Security bounds for decoy-state QKD with arbitrary photon-number statistics

TL;DR

This paper extends the security analysis of decoy-state quantum key distribution to sources with arbitrary photon-number statistics, including finite-size effects, and compares different statistical models.

Contribution

It provides new security bounds for decoy-state QKD with arbitrary photon statistics, covering both asymptotic and finite-size regimes, and evaluates multiple statistical distributions.

Findings

Poisson, thermal, and binomial distributions are all viable for QKD.

Security bounds are applicable beyond the Poisson assumption.
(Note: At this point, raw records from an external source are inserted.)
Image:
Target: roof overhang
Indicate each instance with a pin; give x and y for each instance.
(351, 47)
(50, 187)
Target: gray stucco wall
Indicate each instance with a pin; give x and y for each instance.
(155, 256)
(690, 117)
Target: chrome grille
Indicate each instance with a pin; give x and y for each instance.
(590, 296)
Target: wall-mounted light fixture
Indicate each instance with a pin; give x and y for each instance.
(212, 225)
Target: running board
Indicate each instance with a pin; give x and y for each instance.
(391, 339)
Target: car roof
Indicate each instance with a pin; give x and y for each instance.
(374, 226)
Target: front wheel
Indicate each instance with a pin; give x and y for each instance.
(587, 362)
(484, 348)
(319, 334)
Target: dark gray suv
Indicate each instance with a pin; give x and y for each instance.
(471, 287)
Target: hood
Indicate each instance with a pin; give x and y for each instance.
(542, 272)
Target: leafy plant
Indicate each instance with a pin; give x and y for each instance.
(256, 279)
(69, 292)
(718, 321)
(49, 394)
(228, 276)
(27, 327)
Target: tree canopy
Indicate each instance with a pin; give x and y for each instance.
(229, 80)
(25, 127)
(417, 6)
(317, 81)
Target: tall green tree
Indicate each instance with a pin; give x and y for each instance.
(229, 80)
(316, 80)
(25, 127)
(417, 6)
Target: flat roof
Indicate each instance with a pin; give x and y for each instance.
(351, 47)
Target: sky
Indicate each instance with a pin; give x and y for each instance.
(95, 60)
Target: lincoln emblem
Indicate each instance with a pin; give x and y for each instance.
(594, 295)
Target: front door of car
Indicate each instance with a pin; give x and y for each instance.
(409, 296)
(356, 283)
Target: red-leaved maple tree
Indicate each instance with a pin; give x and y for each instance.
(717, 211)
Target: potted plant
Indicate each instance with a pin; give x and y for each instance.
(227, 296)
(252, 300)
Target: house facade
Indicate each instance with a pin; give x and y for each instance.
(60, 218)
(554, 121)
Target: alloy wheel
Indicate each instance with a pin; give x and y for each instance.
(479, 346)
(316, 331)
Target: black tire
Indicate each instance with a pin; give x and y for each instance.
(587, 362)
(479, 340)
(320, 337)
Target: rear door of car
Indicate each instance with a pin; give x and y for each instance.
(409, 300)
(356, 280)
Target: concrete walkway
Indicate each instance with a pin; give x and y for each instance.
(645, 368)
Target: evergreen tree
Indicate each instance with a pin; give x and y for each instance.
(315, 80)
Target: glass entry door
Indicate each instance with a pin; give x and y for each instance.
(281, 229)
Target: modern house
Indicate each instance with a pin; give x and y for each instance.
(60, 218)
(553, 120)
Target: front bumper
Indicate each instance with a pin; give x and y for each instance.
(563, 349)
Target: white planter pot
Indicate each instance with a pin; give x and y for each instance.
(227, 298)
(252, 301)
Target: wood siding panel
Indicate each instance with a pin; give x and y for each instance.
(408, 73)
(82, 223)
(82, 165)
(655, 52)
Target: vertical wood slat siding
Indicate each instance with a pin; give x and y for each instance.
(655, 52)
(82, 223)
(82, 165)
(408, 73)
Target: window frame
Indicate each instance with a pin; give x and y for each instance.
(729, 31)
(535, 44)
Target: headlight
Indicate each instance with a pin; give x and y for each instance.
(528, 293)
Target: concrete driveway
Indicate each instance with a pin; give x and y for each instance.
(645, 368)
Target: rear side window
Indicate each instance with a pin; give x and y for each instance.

Finite-size effects are considered in the analysis.

Abstract

The decoy-state method is a standard enhancement to quantum key distribution (QKD) protocols that has enabled countless QKD experiments with inexpensive light sources. However, new technological advancements might require further theoretical study of this technique. In particular, the decoy-state method is typically described under the assumption of a Poisson statistical distribution for the number of photons in each QKD pulse. This is a practical choice, because prepare-and-measure QKD is often implemented with attenuated lasers, which produce exactly this distribution. However, sources that do not meet this assumption are not guaranteed to be compatible with decoy states. In this work, we provide security bounds for decoy-state QKD using a source with an arbitrary photon emission statistic. We consider both the asymptotic limit of infinite key and the finite-size scenario, and evaluate two common decoy-state schemes: the vacuum+weak and one-decoy protocols. We numerically evaluate the performance of the bounds, comparing three realistic statistical distributions (Poisson, thermal, binomial), showing that they are all viable options for QKD.